大学の学科や学部はとくに問われませんが、大学院入学試験には幅広い心理学の知識を持つ人が想定されている為、専門的な知識が全くないまま合格することは難しいです。
指定大学院へ進むのが一般的
臨床心理士を目指す場合、多くが「指定大学院」に進みます。指定大学院には「1種」と「2種」の学校があり、1種の場合は大学から内部進学で大学院に進む人も多くいます。
また1種指定校の場合、修了後すぐに臨床心理士の資格試験を受験することができます。しかし2種指定校では修了後「1年」の実務経験を経ることで資格試験の受験が可能となります。
指定大学院では講義だけでなく、実習や演習が多く盛り込まれているため現場で生かせる臨床経験を積めるといえます。指定大学院は倍率が非常に高いため、難関となることが多いです。
臨床心理士の資格
臨床心理士になるには日本臨床心理士資格認定協会の資格試験に合格しなければなりません。受験に必要な条件は次の通りです。
●認定協会の指定大学院を修了(大学によっては修了後1年以上の実務が必要)
●臨床心理養成に関する専門職大学院を修了
●海外で指定大学院と同等以上の教育歴があり、修了後日本国内で2年以上の心理臨床経験
●医師免許取得後、2年以上の心理臨床経験
上記いずれかの受験資格を持つ人が1次試験(筆記)に受験でき、合格者が2次試験の面接に臨めます。
この2つに合格すれば臨床心理士として認定されます。
女性は働きやすい仕事なの?
臨床心理士などの心理系資格を持つ人でみると、女性の割合は7割~8割と高く、男女比でみると女性に人気の職業です。

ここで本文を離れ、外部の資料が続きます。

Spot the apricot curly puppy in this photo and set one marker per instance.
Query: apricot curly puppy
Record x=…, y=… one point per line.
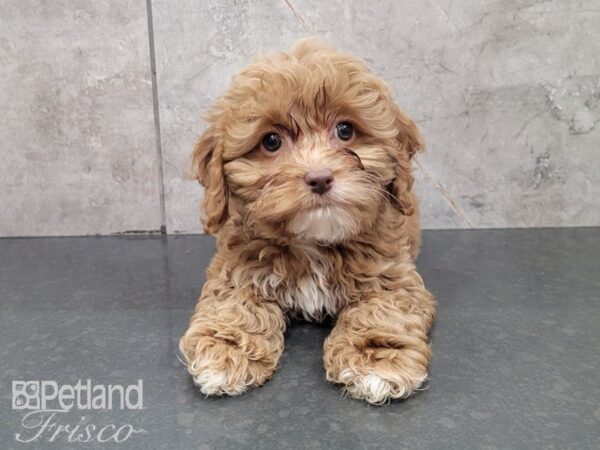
x=307, y=176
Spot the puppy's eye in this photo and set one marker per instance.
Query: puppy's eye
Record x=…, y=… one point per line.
x=271, y=142
x=344, y=131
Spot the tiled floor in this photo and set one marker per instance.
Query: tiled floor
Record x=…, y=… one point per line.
x=516, y=348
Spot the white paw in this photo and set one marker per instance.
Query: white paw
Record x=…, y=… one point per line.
x=378, y=389
x=217, y=383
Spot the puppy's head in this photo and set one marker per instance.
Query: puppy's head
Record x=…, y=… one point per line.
x=306, y=144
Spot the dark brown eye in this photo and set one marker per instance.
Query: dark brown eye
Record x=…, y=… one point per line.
x=271, y=142
x=344, y=131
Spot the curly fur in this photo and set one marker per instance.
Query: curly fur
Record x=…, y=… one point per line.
x=283, y=250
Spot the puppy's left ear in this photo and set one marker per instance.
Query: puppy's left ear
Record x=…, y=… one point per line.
x=410, y=142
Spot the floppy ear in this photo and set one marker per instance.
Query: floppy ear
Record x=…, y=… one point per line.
x=409, y=142
x=207, y=168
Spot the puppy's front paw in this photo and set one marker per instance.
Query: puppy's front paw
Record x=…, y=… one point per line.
x=375, y=373
x=221, y=367
x=378, y=388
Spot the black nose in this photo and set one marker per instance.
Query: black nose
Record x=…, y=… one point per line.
x=320, y=181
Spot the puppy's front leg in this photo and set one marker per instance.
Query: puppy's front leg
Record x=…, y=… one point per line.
x=379, y=347
x=234, y=340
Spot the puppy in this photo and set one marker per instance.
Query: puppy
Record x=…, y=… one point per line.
x=307, y=177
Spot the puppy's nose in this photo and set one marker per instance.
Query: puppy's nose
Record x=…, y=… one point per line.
x=320, y=181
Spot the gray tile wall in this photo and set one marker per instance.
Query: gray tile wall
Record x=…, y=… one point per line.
x=506, y=92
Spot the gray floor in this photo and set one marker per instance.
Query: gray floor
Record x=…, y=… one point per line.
x=516, y=347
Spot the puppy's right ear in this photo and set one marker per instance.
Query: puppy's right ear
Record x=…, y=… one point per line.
x=207, y=168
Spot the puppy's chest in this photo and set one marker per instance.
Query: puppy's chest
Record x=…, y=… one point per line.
x=311, y=293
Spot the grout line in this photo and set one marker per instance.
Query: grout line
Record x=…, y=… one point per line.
x=299, y=17
x=453, y=204
x=158, y=140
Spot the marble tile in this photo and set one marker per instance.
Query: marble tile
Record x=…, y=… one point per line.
x=199, y=47
x=506, y=94
x=77, y=136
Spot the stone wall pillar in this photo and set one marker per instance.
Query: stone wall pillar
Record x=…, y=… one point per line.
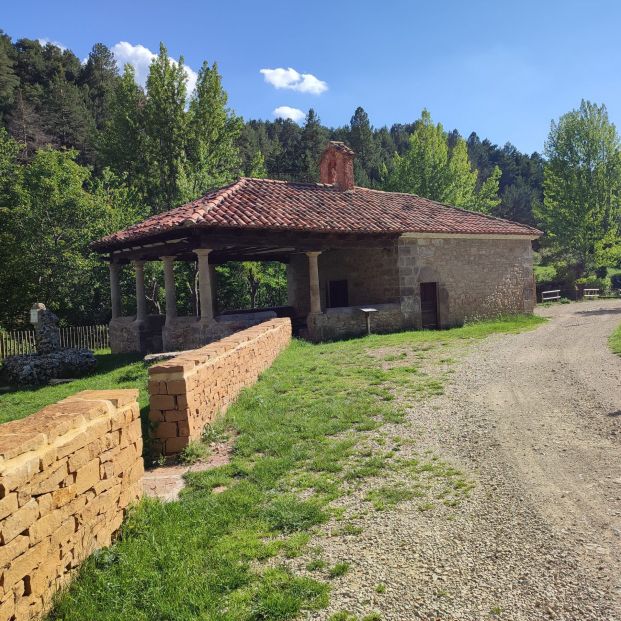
x=141, y=300
x=313, y=274
x=169, y=285
x=204, y=284
x=115, y=290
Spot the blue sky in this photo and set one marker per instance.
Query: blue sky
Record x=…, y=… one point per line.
x=503, y=69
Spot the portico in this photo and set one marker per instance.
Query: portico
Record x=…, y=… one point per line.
x=418, y=263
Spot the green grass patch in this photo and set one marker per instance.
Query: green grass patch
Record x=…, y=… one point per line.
x=338, y=570
x=614, y=341
x=113, y=371
x=300, y=435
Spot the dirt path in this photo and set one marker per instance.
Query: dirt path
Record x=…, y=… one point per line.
x=535, y=420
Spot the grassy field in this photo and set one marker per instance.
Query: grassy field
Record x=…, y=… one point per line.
x=614, y=341
x=113, y=371
x=301, y=443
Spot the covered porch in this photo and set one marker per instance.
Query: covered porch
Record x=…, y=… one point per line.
x=330, y=277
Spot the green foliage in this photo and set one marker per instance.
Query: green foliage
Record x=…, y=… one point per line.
x=193, y=452
x=113, y=371
x=213, y=131
x=165, y=132
x=432, y=169
x=581, y=209
x=250, y=284
x=55, y=213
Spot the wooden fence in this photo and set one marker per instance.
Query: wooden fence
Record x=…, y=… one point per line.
x=23, y=341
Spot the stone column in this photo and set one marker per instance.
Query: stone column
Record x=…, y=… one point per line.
x=204, y=284
x=141, y=300
x=115, y=290
x=313, y=274
x=169, y=285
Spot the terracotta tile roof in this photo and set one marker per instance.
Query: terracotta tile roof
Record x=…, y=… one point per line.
x=282, y=205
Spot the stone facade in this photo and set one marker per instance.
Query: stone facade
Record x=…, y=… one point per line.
x=184, y=333
x=67, y=476
x=128, y=335
x=189, y=391
x=350, y=321
x=477, y=277
x=371, y=273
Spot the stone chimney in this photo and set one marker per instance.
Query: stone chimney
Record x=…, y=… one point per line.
x=337, y=166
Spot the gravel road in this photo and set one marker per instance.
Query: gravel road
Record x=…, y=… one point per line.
x=535, y=420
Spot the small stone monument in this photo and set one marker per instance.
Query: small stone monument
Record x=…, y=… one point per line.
x=47, y=333
x=50, y=362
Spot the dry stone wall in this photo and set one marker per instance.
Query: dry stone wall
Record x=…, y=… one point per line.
x=67, y=476
x=189, y=391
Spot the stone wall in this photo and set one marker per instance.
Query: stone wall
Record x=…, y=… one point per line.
x=338, y=323
x=189, y=391
x=128, y=335
x=476, y=277
x=67, y=476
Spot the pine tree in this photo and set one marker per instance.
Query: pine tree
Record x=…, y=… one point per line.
x=362, y=141
x=257, y=168
x=212, y=151
x=312, y=143
x=165, y=132
x=99, y=75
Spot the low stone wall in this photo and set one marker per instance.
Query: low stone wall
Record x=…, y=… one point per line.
x=67, y=476
x=187, y=392
x=128, y=335
x=339, y=323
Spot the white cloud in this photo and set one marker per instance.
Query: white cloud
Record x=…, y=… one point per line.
x=295, y=81
x=140, y=57
x=44, y=41
x=286, y=112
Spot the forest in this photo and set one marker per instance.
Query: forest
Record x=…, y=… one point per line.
x=85, y=150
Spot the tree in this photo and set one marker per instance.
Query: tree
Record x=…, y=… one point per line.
x=212, y=151
x=582, y=189
x=257, y=167
x=122, y=144
x=165, y=132
x=68, y=118
x=431, y=169
x=9, y=82
x=362, y=141
x=99, y=76
x=312, y=143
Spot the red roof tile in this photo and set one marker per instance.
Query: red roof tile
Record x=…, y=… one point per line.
x=269, y=204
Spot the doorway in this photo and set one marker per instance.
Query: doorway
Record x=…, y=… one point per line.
x=429, y=305
x=338, y=295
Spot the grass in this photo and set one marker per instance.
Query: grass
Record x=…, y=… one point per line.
x=614, y=341
x=113, y=371
x=300, y=435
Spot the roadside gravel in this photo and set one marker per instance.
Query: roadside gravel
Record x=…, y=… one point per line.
x=534, y=421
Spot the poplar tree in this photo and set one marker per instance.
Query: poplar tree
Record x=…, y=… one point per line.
x=582, y=189
x=122, y=142
x=431, y=169
x=213, y=132
x=165, y=132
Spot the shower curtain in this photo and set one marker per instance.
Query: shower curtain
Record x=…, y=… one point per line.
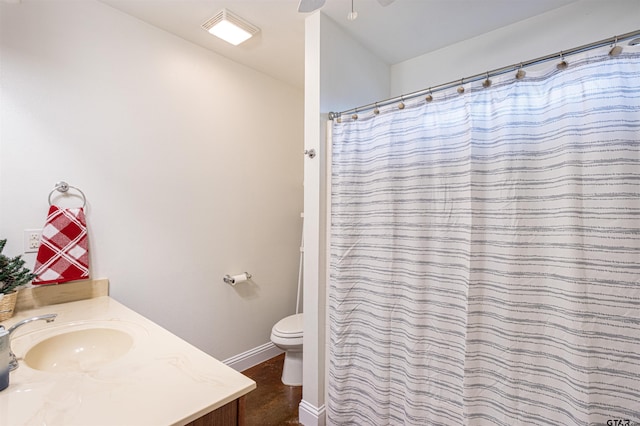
x=485, y=254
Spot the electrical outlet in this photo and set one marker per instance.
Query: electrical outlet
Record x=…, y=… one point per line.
x=32, y=240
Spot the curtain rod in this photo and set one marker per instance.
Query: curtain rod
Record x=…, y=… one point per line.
x=495, y=72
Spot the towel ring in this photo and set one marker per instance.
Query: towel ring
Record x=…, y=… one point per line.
x=63, y=186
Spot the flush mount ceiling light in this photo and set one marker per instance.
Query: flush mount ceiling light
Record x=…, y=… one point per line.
x=230, y=27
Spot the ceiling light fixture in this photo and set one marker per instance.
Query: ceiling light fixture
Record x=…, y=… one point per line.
x=230, y=27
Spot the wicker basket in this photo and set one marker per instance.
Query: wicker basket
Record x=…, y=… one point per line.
x=7, y=304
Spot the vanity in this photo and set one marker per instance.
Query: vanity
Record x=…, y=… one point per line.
x=100, y=363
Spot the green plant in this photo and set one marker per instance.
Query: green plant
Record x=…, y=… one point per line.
x=13, y=274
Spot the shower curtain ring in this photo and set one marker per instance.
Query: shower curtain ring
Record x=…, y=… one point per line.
x=562, y=65
x=429, y=97
x=487, y=82
x=615, y=50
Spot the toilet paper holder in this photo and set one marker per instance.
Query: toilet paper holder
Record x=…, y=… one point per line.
x=234, y=279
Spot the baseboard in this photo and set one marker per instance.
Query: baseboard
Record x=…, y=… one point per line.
x=253, y=357
x=310, y=415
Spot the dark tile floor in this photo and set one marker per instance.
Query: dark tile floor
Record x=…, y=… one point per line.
x=272, y=403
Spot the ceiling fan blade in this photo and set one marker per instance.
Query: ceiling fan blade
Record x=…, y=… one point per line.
x=306, y=6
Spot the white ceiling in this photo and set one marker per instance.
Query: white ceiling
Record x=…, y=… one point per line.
x=403, y=30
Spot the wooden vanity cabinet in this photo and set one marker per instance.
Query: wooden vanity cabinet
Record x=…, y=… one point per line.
x=231, y=414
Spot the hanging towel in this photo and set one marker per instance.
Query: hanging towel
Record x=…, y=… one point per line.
x=63, y=254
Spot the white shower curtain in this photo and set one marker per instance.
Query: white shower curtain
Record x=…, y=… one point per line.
x=485, y=254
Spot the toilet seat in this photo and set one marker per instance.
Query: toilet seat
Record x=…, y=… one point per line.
x=291, y=327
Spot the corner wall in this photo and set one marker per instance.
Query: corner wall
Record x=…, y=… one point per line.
x=191, y=165
x=339, y=73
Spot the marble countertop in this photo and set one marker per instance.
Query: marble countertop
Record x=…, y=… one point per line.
x=161, y=380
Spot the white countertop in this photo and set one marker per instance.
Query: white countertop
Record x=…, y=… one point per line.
x=162, y=380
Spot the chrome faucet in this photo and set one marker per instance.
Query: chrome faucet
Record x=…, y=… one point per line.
x=13, y=361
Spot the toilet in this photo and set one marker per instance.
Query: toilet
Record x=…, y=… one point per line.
x=287, y=335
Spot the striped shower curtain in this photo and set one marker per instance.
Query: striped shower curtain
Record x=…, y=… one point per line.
x=485, y=254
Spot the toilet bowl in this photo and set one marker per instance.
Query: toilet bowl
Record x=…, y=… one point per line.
x=287, y=335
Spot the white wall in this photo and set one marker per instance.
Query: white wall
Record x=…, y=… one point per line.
x=338, y=71
x=564, y=28
x=191, y=164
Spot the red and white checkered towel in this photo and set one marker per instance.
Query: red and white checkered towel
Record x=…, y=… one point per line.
x=63, y=254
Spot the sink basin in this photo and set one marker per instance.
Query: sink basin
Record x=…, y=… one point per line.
x=79, y=350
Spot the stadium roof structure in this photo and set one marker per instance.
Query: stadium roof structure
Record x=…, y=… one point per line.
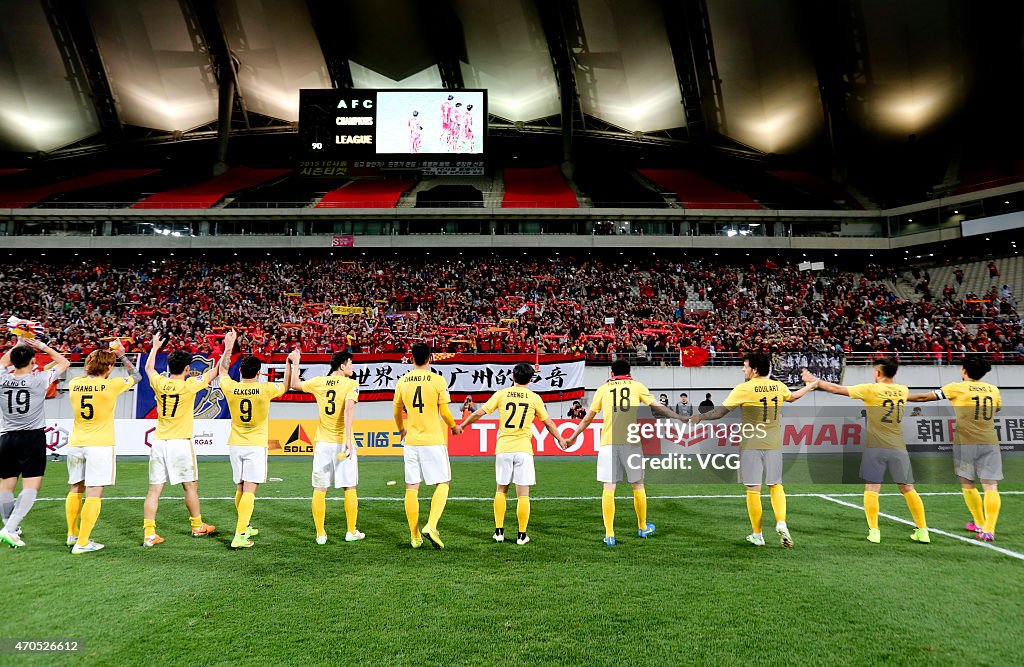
x=921, y=92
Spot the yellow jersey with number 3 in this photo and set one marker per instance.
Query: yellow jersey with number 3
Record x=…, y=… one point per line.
x=885, y=403
x=249, y=404
x=176, y=405
x=517, y=408
x=92, y=402
x=975, y=405
x=619, y=401
x=424, y=395
x=332, y=391
x=760, y=401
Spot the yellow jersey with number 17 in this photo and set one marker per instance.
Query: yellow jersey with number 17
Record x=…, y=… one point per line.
x=760, y=401
x=424, y=395
x=885, y=403
x=332, y=391
x=176, y=405
x=517, y=408
x=975, y=405
x=92, y=402
x=249, y=404
x=619, y=400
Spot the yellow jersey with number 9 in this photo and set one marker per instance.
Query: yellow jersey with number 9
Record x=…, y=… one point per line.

臨床心理士は男性女性に関わらず活躍できる仕事ですが、一般的に女性のほうが人の心の動きを敏感に感じることが知られています。女性が多い理由として、「うれしい」や「悲しい」といった心の動きに敏感な女性のほうが、臨床心理士の仕事に関心が高いためといえそうです。
女性が働きやすい職業
非常勤の仕事が多い臨床心理士ですが、女性が多く活躍する職業は、女性が働きやすい仕事といえます。「結婚・出産」と「仕事」の両立は女性にとって避けては通れない問題です。
非常勤の仕事が多いということは、家事や育児の合間のあいた時間で働くことができるわけです。女性の特性を強味にして、活躍することができる仕事といえそうです。
男性と女性で年収に違いはあるのか
臨床心理士は男女比だけをみると、男性3に対し女性が7と女性が多く活躍する職場ですが、女性だから給料がいい、男性だから多く稼げる、といった事実はあまりないようです。
自分に合った活躍の場を選ぼう
臨床心理士の仕事は、多岐にわたり活躍の場も働き手の持っている個性や適正によって選ぶことができるでしょう。臨床心理士になるにあたって、そのハードルは決して低いとはいえませんが「心のスペシャリスト」として高い志を持ったとき、とてもやりがいのある仕事だといえるのです。